English Court: “Kill the White Slag” Attack Wasn’t Racially Motivated

From The Telegraph (UK):

The four defendants shouted “kill the white slag” as they attacked Rhea Page after dragging her to the ground.

Ambaro Maxamed, 24, her sisters Ayan, 28, and Hibo, 24, and their cousin Ifrah Nur, 28, faced up to five years in jail after admitting causing actual bodily harm.

But Judge Robert Brown gave them six-month suspended sentences after deciding that the attack in Leicester city centre was not racially motivated.

He heard in mitigation that the four were not used to alcohol because their religion [Islam] does not allow it….

James Bide-Thomas, prosecuting, said Ambaro Maxamed called Miss Page a “white bitch” and grabbed her hair, making her fall.

Metro writes:

Ms Page said her assailants screamed ‘kill the white slag’ while kicking her in the head as her boyfriend Lewis Moore, 23, tried to fight them off after a night out in Leicester in June last year.

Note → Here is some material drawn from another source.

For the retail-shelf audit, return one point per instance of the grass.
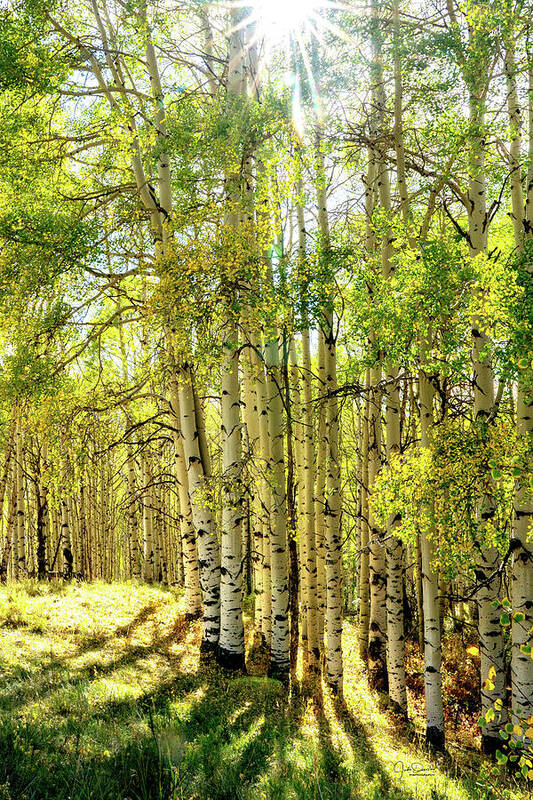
(103, 696)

‘They were taking turns to kick me. I was lying on the ground the whole time, crying and screaming. It was terrifying. I thought they were going to kill me.’

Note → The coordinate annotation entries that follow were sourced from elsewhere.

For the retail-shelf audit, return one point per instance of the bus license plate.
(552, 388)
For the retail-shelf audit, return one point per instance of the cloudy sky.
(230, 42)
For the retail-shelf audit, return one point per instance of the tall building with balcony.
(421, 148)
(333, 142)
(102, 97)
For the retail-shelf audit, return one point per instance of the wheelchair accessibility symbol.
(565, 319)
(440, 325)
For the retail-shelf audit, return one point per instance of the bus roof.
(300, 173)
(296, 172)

She suffered bruises and grazes to her head, back, legs and arms, and had clumps of hair pulled out, Leicester crown court heard.

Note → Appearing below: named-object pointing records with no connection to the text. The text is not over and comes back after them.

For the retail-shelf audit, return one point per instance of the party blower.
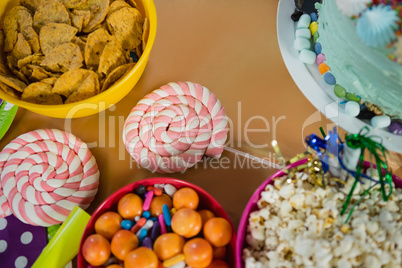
(65, 244)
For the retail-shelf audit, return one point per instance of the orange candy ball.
(185, 198)
(96, 249)
(186, 222)
(157, 203)
(198, 253)
(141, 257)
(206, 215)
(219, 252)
(218, 232)
(123, 242)
(218, 264)
(130, 206)
(108, 224)
(168, 245)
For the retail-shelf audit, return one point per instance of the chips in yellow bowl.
(73, 58)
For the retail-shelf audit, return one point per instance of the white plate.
(310, 82)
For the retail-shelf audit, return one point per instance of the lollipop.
(173, 127)
(44, 175)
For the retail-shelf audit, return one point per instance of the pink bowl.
(252, 206)
(110, 204)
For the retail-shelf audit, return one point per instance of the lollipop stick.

It’s always hard to evaluate such cases based on press accounts, but if the story is accurate and sufficiently complete, the sentence — and the conclusion of lack of racial motivation — strikes me as unsound. (I don’t believe that sentences should generally be enhanced because of racial motivation, but to my knowledge English law, and the law of most American jurisdictions, disagrees with me on that.)

Simply considering whether defendants might have acted in an aberrant way because they were unused to drink might reasonably be relevant at the sentencing phase. Judges can plausibly consider whether defendants’ s behavior was a truly out of character for them, even if the precipitating cause (e.g., an unusual for them bout of drinking) was their own fault; that doesn’t excuse the crime, but it may bear on whether to sentence the person to a longer term or a shorter one. And when one is deciding whether the defendants were indeed unused to drink and on a rare bout of drinking, evidence of their religion might help support such a claim as a factual matter. But criminals who acts the way the defendants apparently acted (assuming the victim’s account is accurate) strike me as meriting a considerably more serious sentence even if they were acting in a rare moment of drunkenness.

Thanks to Ken Braithwaite for the pointer.